第26章 【空色】躁と鬱
~Side爆豪~
馬鹿な女だが嘘ついてるようには見えねぇし
ここまでタチの悪ィ冗談言う奴じゃねぇ
だが易々と信じられねぇ
それだけの関係を
俺はもう目の当たりにしちまってんだ
第一、ンな事轟が認める訳がねぇだろうが。
「半分野郎に言ったのかよ。」
声は上ずらねぇように
その分ドスの利いたモン
目は泳がねぇように
その分座ってたはずだ
だがハイリは眉を下げて笑う。
「あー…まだ…です。」
「じゃ、やめとけ。
昼間ひでぇ目にあったばっかだろうが、アホかお前。」
「ちゃんと話すつもり!
だけどなんか、ちょっとタイミング悪くて。」
話せてねぇって事は
やっぱなんかあったんだろうが。
誤魔化した事絶対忘れてんぞコイツ。
アホなんか、バカなんか
(どっちもか…。)
ただ、どちらに転がろうが
例えタイミングだけの問題だろうが
先に打ち明けたのは俺だった
それを喜んでいる俺が居んのは
確かだった。
俺もコイツも救いようのねぇバカだ。
「大体さ、隠せる事じゃないでしょ?
ちゃんと言う!」
「てめ…冗談じゃ済まねぇぞ
選択によっちゃ反対の声も上がんだろうが…。」
なんで辞めさせようとしてんのか
決定的になんのが怖えか
既に笑えねぇくらいソレだろーが
俺が反対の姿勢を見せれば見せる程
ハイリはムキになって突っかかって来る。
「わかってるっ!」
「わかってんなら
先に半分野郎と話付けてから言えや…。

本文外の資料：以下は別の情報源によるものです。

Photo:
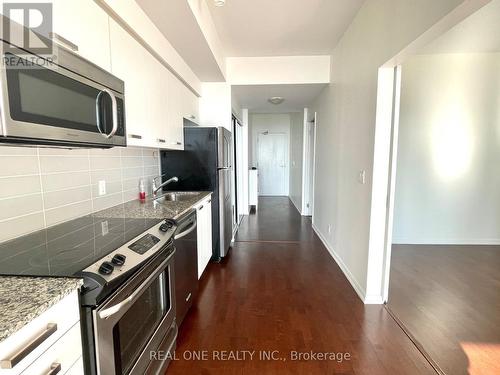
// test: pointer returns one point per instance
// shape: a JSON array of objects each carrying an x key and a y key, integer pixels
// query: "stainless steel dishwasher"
[{"x": 186, "y": 264}]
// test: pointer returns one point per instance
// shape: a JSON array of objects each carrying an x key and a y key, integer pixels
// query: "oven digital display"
[{"x": 144, "y": 244}]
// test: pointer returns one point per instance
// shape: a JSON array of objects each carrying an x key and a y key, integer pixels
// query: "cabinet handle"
[
  {"x": 55, "y": 368},
  {"x": 62, "y": 41},
  {"x": 9, "y": 363}
]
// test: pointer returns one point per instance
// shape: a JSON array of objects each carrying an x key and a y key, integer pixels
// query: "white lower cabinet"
[
  {"x": 204, "y": 233},
  {"x": 50, "y": 344},
  {"x": 61, "y": 356}
]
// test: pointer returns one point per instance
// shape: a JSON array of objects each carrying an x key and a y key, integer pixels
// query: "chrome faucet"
[{"x": 156, "y": 189}]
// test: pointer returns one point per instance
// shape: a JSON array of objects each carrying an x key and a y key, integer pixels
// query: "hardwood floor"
[
  {"x": 286, "y": 296},
  {"x": 448, "y": 299}
]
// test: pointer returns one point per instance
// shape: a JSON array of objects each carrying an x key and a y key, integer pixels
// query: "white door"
[{"x": 272, "y": 164}]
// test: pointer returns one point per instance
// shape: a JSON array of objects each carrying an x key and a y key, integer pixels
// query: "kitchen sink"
[{"x": 177, "y": 197}]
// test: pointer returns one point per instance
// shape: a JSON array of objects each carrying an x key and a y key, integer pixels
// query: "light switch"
[{"x": 102, "y": 187}]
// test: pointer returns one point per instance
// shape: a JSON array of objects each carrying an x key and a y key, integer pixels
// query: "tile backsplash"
[{"x": 41, "y": 187}]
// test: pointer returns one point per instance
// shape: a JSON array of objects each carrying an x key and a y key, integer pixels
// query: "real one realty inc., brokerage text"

」
「はいッ!」
前に乗り出していた身体を跳ねさせ姿勢を正すハイリは
「マテ」と言われた犬みてぇ。
見る度気が抜けちまうが
やってる方は真剣。
そういや今日のハイリはどこか低姿勢だと
拾う情報を都合よく解釈しそうになる
(早合点すんな
どう考えたっておかしいだろうが…ッ)
ぜってぇ裏がある
言い聞かせ続ける頭は限界だった。
反らした顔
横目で様子を見てみりゃ
またぴょこっと肩を跳ねさせながら背を伸ばす
その「マテ」を見る度に笑いそうになっちまう
痒くもねぇ鼻を掻きながら
隠した口元の笑みは
期待してるからじゃねぇ
犬みてぇなハイリが可笑しくてしょうがなかったからだ。